Michael Phelps has a shot to win six gold medals in six events at the world championships in Rome that begin Sunday, but the drama of his quest could fizzle quickly.
Phelps’s coach, Bob Bowman, figures a major dose of creativity will be required to help Phelps avoid kicking off the meet with an unwanted silver — or worse.
The problem — and it’s a big one — is that Race No. 1 is the 400-meter freestyle relay, one of three relays in which Phelps is expected to compete; he’s also entered in the 100 and 200 butterfly and the 200 free. Even with Phelps, who went eight for eight at the Beijing Summer Games last year, the United States appears more likely to lose by about three seconds than to upset France for the gold medal.
Buoyed by the latest 100-percent polyurethane suits, the French have taken over the 100 meters. Five of the top eight performances this year have come from Frenchmen.
“We’re strong except for one event; we’re weak in the 400 freestyle relay,” said Bowman, who is also the head coach of the men’s world championship team, by phone from Riccione, Italy. “We are clearly underdogs in that event. You can’t spin it any other way. [The French] have five guys under 48 seconds [this year] and we don’t have any.”
The U.S. team does have Phelps, who swam the American record of 47.51 seconds last year. But Phelps has been testing out a new stroke — a straight-armed motion — in the 100 and his best time this summer, 48.65, is ranked 34th in the world.
And unavailable is Jason Lezak, who produced the heart-stopping chase-down of Alain Bernard in the Olympics last year to salvage what had seemed a lost gold medal.
Lezak decided to compete this summer in the Maccabiah Games, an international Jewish athletic event, instead of the world championships. He surely made Bowman wince when he set a Games record with his 47.78 Sunday in 100 free, then reportedly followed that up with a 47.57 anchor-leg in the 400 free relay Monday.
Lezak’s individual 100 time is 0.22 faster than American Nathan Adrian swam in winning the 100 free at the U.S. championships two weeks ago. It’s also faster than any American has swum in the event this summer.
But it is not faster than the times posted by four Frenchman at France’s national championships in April. Bernard swam what appeared to be a world-record breaking 46.94. Though the world swimming governing body (FINA) denied the record because Bernard had competed in an unapproved suit, a statement was nonetheless made. Fred Bousquet, meantime, posted a 47.15; Amaury Leveaux, 47.76 and William Maynard, 47.77. There’s also Fabien Gilot, who broke 48 seconds (47.98).

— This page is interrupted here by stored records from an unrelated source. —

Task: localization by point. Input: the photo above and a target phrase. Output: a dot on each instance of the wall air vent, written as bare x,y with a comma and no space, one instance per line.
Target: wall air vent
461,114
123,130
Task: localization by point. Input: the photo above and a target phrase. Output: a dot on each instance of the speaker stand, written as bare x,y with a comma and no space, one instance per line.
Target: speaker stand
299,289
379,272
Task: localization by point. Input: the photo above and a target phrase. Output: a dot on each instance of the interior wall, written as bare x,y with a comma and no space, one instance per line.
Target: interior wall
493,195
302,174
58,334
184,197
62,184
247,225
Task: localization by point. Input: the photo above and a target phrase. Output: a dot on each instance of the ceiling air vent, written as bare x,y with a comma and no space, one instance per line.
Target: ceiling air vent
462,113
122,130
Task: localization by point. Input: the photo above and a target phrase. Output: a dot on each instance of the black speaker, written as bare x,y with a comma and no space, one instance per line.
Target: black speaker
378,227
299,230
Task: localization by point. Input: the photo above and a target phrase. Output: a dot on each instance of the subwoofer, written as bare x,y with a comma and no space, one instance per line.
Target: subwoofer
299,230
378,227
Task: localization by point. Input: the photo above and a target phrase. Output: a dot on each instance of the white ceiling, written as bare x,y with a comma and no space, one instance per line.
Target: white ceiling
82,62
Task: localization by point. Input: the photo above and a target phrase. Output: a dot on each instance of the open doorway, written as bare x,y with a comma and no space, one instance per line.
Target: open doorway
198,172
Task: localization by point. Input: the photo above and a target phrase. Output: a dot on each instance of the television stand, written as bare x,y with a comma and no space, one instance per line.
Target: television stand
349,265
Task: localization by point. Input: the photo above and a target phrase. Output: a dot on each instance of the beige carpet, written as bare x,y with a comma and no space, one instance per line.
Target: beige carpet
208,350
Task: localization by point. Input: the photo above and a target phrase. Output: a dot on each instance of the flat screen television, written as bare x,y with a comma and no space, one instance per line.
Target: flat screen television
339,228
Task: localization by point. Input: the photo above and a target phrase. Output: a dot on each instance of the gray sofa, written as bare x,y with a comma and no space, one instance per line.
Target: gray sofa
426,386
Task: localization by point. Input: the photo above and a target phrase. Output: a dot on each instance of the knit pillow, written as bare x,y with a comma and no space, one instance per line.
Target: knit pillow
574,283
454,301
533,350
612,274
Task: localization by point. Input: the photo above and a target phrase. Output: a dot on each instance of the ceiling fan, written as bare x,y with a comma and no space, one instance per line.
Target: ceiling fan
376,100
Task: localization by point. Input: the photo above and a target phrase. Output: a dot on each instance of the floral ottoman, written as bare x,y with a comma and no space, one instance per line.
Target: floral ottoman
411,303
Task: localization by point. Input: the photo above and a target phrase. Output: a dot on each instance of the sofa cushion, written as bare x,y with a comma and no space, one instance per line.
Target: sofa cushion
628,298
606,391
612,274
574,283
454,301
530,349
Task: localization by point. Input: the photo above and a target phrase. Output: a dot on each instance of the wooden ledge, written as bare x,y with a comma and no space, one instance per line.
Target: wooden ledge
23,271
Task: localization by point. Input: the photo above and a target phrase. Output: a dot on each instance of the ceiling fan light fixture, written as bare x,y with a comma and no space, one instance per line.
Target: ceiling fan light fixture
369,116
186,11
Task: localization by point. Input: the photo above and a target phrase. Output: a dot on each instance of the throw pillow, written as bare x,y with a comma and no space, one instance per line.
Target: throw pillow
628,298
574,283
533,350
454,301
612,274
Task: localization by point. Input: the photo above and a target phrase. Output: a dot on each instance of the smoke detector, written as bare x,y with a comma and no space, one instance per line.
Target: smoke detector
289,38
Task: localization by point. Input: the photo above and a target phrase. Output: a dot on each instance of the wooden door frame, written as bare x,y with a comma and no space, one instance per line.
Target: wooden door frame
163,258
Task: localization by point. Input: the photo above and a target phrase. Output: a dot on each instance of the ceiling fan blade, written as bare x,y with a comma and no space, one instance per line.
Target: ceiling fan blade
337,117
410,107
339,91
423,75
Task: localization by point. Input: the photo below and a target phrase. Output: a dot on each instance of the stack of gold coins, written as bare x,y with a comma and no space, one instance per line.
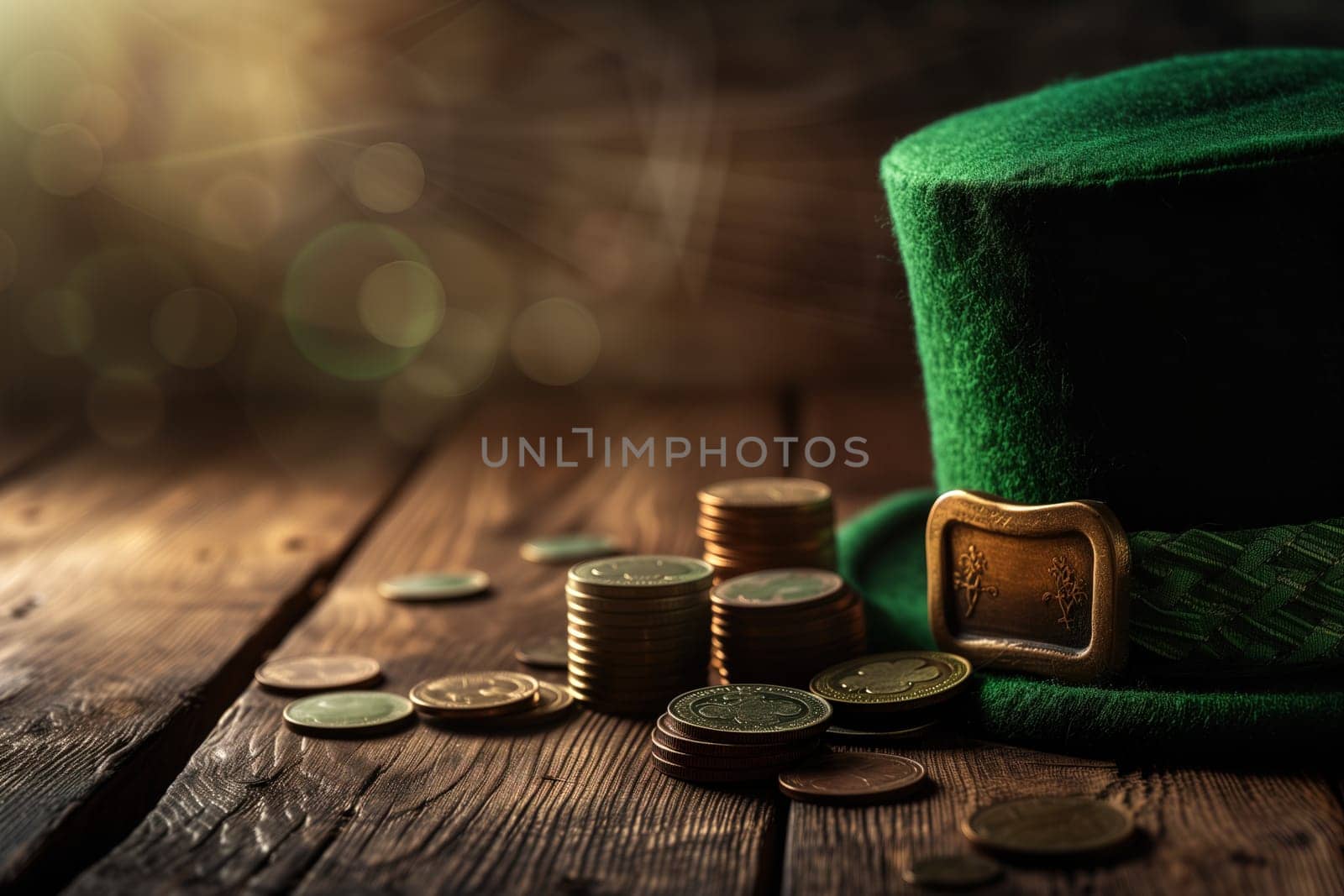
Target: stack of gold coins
738,732
766,524
891,696
783,626
638,631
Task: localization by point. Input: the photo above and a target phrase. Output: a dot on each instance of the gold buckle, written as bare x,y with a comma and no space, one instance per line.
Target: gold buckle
1039,589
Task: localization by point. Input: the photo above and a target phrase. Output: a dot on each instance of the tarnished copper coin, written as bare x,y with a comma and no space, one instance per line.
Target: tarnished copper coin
548,652
318,672
894,681
851,778
475,694
1050,826
958,871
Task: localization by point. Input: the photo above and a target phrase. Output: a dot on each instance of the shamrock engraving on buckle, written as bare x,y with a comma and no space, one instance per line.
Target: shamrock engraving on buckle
1039,589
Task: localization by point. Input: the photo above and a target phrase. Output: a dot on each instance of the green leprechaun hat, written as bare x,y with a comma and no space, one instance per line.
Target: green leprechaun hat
1126,289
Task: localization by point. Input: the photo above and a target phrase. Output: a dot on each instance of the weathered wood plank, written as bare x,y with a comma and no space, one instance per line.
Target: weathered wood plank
1205,831
570,809
138,590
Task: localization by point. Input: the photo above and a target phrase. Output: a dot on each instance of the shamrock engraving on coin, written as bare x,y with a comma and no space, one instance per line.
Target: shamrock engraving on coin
476,694
434,586
900,680
779,587
349,711
1050,826
958,871
649,575
318,672
568,548
748,714
853,778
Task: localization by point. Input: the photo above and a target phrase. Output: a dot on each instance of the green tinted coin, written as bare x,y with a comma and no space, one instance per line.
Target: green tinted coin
779,589
434,586
961,871
748,714
645,575
894,681
568,548
349,711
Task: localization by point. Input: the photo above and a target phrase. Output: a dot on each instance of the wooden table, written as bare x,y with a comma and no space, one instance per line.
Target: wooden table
141,589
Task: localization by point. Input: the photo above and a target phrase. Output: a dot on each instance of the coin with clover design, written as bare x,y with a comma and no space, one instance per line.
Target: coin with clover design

What is Bowman to do against a field of so many sub-48 swimmers?
For one thing, he will lead-off with Phelps.
“He’s the only person we’ve got who can go 47-low,” Bowman said. “The key to the race is the lead-off leg; if you get lost behind in the waves, you’re not going to catch up.”
He also hinted at a bit of trickery.
“There is hope,” Bowman said. “We’re going to try some things that are going to surprise you. We might try some different firepower than we’ve used before.”

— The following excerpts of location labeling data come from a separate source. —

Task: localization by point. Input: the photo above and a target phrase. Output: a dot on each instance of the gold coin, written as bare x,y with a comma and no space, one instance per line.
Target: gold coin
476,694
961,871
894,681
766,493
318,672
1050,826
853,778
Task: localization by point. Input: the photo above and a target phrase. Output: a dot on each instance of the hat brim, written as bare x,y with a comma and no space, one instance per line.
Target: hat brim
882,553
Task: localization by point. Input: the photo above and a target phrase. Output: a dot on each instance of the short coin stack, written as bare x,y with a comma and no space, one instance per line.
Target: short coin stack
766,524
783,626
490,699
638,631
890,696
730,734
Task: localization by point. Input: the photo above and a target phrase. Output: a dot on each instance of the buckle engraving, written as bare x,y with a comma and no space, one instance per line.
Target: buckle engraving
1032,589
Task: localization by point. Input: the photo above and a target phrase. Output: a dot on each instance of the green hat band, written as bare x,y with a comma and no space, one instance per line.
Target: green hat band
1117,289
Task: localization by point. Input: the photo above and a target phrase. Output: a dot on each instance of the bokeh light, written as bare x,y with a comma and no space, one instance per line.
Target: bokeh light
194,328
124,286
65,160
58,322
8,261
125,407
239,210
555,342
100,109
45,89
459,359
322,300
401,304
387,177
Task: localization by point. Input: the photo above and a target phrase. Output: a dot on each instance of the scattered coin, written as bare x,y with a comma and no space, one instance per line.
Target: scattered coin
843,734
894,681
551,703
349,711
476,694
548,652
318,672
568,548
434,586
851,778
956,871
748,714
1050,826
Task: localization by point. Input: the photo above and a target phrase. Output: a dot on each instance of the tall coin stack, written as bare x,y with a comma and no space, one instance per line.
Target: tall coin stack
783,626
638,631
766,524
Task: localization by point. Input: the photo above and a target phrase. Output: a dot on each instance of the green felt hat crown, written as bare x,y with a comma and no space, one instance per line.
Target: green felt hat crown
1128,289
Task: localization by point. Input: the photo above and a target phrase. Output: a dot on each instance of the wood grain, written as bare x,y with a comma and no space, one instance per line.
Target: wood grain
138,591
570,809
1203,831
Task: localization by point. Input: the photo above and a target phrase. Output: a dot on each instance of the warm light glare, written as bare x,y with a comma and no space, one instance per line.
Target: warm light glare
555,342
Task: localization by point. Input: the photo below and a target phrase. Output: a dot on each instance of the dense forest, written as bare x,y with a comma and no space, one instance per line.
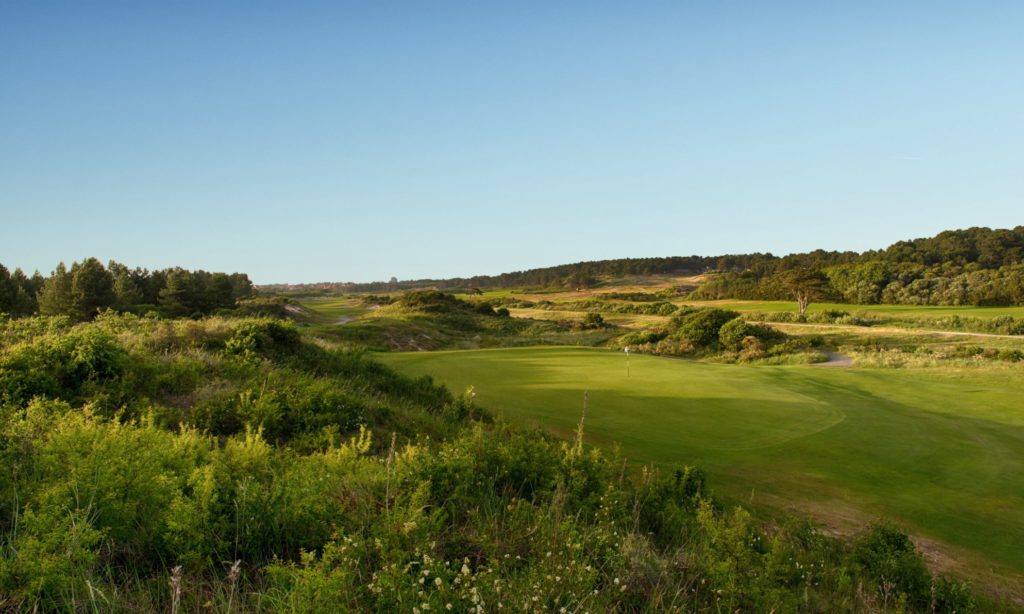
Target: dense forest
88,288
230,465
976,266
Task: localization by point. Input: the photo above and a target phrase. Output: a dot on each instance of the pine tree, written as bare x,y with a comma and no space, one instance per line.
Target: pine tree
54,297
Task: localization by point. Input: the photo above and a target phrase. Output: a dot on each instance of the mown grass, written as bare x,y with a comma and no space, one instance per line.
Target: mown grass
336,308
937,450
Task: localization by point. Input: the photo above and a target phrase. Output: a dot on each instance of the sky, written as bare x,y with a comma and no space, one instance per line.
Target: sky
329,141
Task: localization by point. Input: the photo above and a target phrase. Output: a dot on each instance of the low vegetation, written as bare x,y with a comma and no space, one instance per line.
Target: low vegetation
231,465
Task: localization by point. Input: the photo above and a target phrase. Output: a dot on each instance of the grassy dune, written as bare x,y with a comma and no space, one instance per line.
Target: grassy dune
937,450
886,310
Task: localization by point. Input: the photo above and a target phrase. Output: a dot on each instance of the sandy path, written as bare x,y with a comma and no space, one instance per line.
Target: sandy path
836,359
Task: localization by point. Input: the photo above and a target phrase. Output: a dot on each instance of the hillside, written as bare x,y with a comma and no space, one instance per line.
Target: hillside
236,465
975,266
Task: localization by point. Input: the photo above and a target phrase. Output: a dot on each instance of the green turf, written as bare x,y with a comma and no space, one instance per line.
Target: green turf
939,450
343,307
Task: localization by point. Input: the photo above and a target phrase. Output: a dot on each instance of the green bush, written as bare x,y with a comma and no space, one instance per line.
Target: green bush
732,334
888,557
701,327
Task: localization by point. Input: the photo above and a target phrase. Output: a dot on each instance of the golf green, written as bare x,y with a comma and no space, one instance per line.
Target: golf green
939,450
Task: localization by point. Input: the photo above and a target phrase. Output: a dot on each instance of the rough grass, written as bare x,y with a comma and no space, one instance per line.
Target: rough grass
937,450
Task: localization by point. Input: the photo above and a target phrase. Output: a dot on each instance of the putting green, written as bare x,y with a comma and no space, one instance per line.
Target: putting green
940,451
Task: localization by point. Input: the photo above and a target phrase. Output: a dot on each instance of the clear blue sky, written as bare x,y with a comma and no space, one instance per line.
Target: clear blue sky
305,141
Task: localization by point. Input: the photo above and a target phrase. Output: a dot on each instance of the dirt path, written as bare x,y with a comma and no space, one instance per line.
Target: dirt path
836,359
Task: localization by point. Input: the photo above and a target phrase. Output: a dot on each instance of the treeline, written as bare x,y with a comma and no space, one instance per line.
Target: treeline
228,465
578,274
88,288
976,266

That could mean a slot for the mentally tough Ryan Lochte, who is not generally factored into the 100 relay equation because he is not a born speedster. Lochte helped Phelps win gold in the 4×200 free relay at last year’s Olympics, and won the 200 and 400 medleys at the U.S. swimming championships.

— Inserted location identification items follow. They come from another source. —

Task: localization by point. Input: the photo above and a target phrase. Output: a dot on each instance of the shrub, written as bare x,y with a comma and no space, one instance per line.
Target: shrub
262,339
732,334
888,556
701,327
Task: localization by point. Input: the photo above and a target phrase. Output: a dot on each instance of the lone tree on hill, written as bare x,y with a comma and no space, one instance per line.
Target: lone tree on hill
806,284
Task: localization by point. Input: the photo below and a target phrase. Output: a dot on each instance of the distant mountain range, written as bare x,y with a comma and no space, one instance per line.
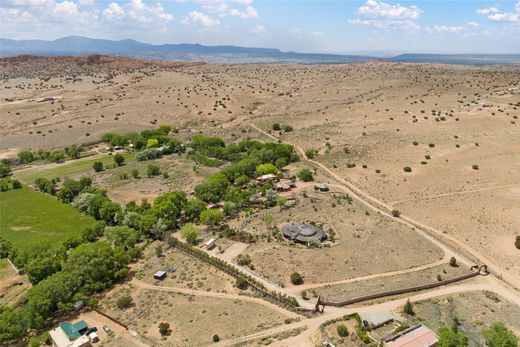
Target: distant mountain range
79,45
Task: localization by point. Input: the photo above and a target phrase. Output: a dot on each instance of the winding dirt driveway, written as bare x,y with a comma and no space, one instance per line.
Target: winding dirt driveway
187,291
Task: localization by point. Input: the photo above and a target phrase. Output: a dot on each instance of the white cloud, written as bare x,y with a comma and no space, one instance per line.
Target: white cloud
250,12
258,29
454,29
296,30
56,18
240,8
139,11
114,11
381,15
495,15
316,34
487,10
200,19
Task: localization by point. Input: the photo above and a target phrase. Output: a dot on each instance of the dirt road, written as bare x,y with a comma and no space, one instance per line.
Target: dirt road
274,307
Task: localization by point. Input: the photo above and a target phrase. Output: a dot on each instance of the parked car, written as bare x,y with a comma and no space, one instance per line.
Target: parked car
91,330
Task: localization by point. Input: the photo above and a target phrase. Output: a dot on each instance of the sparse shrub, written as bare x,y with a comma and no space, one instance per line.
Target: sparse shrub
310,153
453,262
153,170
242,283
408,308
124,301
498,335
244,259
190,233
98,166
296,279
16,184
342,330
164,328
305,175
119,159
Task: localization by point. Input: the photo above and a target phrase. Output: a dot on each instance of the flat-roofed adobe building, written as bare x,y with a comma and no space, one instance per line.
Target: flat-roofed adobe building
70,335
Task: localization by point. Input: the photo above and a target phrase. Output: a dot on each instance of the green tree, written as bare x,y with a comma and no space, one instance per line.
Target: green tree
5,248
5,169
57,156
164,328
305,175
119,159
211,217
152,143
170,205
26,157
190,233
450,338
98,166
16,184
213,189
153,170
194,208
498,335
264,169
122,236
453,262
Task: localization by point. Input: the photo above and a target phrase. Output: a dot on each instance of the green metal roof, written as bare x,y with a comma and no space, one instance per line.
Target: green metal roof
73,330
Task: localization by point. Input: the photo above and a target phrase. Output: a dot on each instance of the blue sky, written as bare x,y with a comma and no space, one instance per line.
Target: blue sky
306,26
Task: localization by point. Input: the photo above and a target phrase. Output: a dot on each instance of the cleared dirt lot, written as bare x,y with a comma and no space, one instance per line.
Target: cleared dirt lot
193,319
366,244
189,273
475,311
342,292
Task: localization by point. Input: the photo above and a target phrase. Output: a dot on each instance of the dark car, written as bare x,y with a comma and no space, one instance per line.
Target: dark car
91,330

Lochte quietly swam in the preliminary round of the 100 freestyle at the championships before dropping out. He posted a 48.16 — a personal best that made him the fourth-fastest American in the event ever. Bowman surely noticed, though he declined to discuss the surprises he had in mind.
Lochte hinted that he would be ready for the job during the U.S. championships.
“When I train, I don’t really focus on one event in particular,” said Lochte, who lost his world record in the 200 backstroke to Aaron Peirsol during that meet. “I kinda just train for everything.”
Lochte’s appearance in the 100 heats at least earned him a slot in the relay pool.
“Anybody who makes the team,” USA Swimming National Team Director Mark Schubert said, “is a relay candidate.”
Besides Lochte and Adrian, Bowman will also have two members of last year’s gold-medal winning relay team to consider, Garrett Weber-Gale and Cullen Jones. Jones set an American record in the 50 free at the U.S. championships, but his best time in the 100 is 48.31. Weber-Gale is the third-fastest American in the 100, with the 47.78 that he swam last year, but he only managed a 48.19 at nationals.
There’s also David Walters, who finished second in the 100 free to Adrian. Despite the silver medal he earned, his time of 48.17 was slower than Lochte’s effort in the heats.
“We’re doing as well as we can do here,” Bowman said. “Everybody is training really well.”
That’s good for the 4×100 team. It will need it.